Et quand les mères aperçoivent au loin Heidi De Pauw qui arrive pour les rejoindre, les visages se détendent et les regards s’illuminent. «Alors quelles sont les dernières nouvelles?», s’empresse une des mamans présentes. Car même si les mères ont quelques contacts avec leurs enfants sur place, la directrice de Child Focus, elle, s’occupe des relations avec le monde politique, «il n’y a pas de bonne communication entre le gouvernement et ces mères, cela leur donne parfois l’impression que personne ne fait rien». Mais le silence du gouvernement ne les décourage pas, «malgré tout, on veut continuer à y croire et on gardera espoir jusqu’au bout», sourit une des mamans.

Un manque de volonté politique

À ce jour, le gouvernement maintient sa décision de rapatrier de Syrie tous les enfants belges de moins de 10 ans. Pourtant, nous sommes encore loin du compte. Alors oui, il n’y a pas de représentation diplomatique sur place. Certes, la plupart des enfants sont nés en Syrie et n’ont donc pas d’acte de naissance. Cela nécessite de faire des tests ADN pour prouver leur nationalité. Mais tout cela est-il vraiment insurmontable? Selon Thomas Renard, «en termes de mise en œuvre, ce n’est pas compliqué et c’est tout à fait faisable. Là où ça coince, c’est au niveau politique. Le rapatriement d’enfants nés de parents appartenant à Daech n’est pas un dossier qui fait réélire».

Là où les autorités belges accusent un «manque de représentation diplomatique» qui complique la procédure, le délégué général aux Droits de l’enfant préférera, lui, parler d’un «manque de volonté politique». «Même s’il n’y a pas de représentation diplomatique dans cette zone, on pourrait imaginer qu’on en implante une en Irak, à la frontière avec la Syrie. Dernièrement, la France a réussi à rapatrier cinq orphelins alors qu’elle n’a pas non plus de représentation diplomatique en Syrie.» La France a d’ailleurs l’air de vouloir continuer sur sa lancée car elle a annoncé, le 9 mai passé, qu’elle était en train de travailler sur de nouveaux rapatriements.
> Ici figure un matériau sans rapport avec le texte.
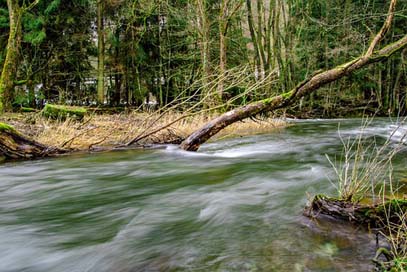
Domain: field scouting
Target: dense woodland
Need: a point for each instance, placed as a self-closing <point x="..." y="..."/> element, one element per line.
<point x="197" y="52"/>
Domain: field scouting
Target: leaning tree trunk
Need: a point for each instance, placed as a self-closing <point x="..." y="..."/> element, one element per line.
<point x="14" y="146"/>
<point x="8" y="74"/>
<point x="193" y="142"/>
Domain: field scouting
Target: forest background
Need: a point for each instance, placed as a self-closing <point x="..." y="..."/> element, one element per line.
<point x="198" y="52"/>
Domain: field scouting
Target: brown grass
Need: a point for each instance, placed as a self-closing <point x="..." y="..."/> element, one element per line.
<point x="118" y="129"/>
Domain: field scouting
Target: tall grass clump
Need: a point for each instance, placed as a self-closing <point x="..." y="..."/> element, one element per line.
<point x="364" y="165"/>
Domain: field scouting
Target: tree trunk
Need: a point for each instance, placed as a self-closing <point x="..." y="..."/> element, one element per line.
<point x="14" y="146"/>
<point x="9" y="71"/>
<point x="101" y="54"/>
<point x="311" y="84"/>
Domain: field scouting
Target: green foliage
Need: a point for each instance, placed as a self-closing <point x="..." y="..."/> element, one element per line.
<point x="63" y="112"/>
<point x="6" y="127"/>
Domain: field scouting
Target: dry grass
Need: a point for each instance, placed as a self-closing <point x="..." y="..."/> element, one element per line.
<point x="119" y="129"/>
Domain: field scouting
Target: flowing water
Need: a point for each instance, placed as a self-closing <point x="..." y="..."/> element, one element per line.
<point x="236" y="205"/>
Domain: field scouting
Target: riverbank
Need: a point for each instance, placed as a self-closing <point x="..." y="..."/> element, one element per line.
<point x="111" y="130"/>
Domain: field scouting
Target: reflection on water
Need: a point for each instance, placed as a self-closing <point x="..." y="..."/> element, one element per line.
<point x="234" y="206"/>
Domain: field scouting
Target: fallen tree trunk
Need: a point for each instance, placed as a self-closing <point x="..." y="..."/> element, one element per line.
<point x="193" y="142"/>
<point x="14" y="146"/>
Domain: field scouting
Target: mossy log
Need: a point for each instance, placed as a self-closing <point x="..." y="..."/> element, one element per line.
<point x="372" y="216"/>
<point x="63" y="112"/>
<point x="313" y="83"/>
<point x="14" y="146"/>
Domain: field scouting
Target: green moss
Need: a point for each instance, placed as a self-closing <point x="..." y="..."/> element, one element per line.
<point x="5" y="127"/>
<point x="287" y="94"/>
<point x="63" y="112"/>
<point x="25" y="109"/>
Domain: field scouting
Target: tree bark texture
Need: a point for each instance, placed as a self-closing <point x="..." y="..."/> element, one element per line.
<point x="193" y="142"/>
<point x="15" y="146"/>
<point x="8" y="74"/>
<point x="374" y="216"/>
<point x="101" y="53"/>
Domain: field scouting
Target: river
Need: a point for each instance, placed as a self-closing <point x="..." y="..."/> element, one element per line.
<point x="236" y="205"/>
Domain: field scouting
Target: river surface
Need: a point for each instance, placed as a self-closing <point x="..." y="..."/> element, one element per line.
<point x="236" y="205"/>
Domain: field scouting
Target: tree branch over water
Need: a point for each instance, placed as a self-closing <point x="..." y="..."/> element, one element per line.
<point x="313" y="83"/>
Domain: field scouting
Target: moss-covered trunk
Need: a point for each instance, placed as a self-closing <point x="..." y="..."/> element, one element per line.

Et ce n’est pas le seul pays qui commence à faire revenir ses ressortissants de Syrie. Pendant que la Belgique continue de faire la sourde oreille à l’appel à l’aide des Kurdes, d’autres États sont, eux, en train de se réveiller. C’est le cas de la Suède qui a rapatrié sept orphelins début mai. Le Kosovo, lui, fait encore plus fort en ramenant au pays 74 enfants, 32 femmes et quatre anciens combattants qui ont directement été jugés à leur arrivée. Est-ce que ces rapatriements ne sont que les premiers d’une longue série? C’est ce qu’espère Philippe Massay: «Je pense que tous les pays européens s’observent et que les premiers pays à se bouger serviront d’exemples aux autres pour voir si ces retours se déroulent bien et s’ils suivent donc le mouvement ou non.»   

 

En novembre dernier, quelques parlementaires avaient tenté de faire réagir le gouvernement. Six mois plus tard, c’est au tour de la Commission nationale pour les droits de l’enfant (CNDE, dont Jacques Fierens et Bernard De Vos sont membres) d’interpeller nos ministres. La CNDE a adopté le 13 mai dernier un avis demandant à la Belgique de rapatrier sans délai tous les enfants belges des zones de conflits armés en Syrie et en Irak. Si ce genre de démarche n’entraîne pas plus d’obligation pour le gouvernement à agir que la proposition de résolution des parlementaires, Karen Van Laethem, présidente de la Commission nationale pour les droits de l’enfant, espère que «l’avis pourra appuyer un changement d’action dans le court terme».

 

  1. Les Nations unies définissent les Foreign Terrorist Fighters comme «toute personne qui voyage dans un État autre que son État de résidence ou de nationalité en vue de la commission, de la planification ou de la participation à des actes terroristes, ou le fait de fournir ou recevoir une formation en ayant l’intention de mettre cette menace à exécution».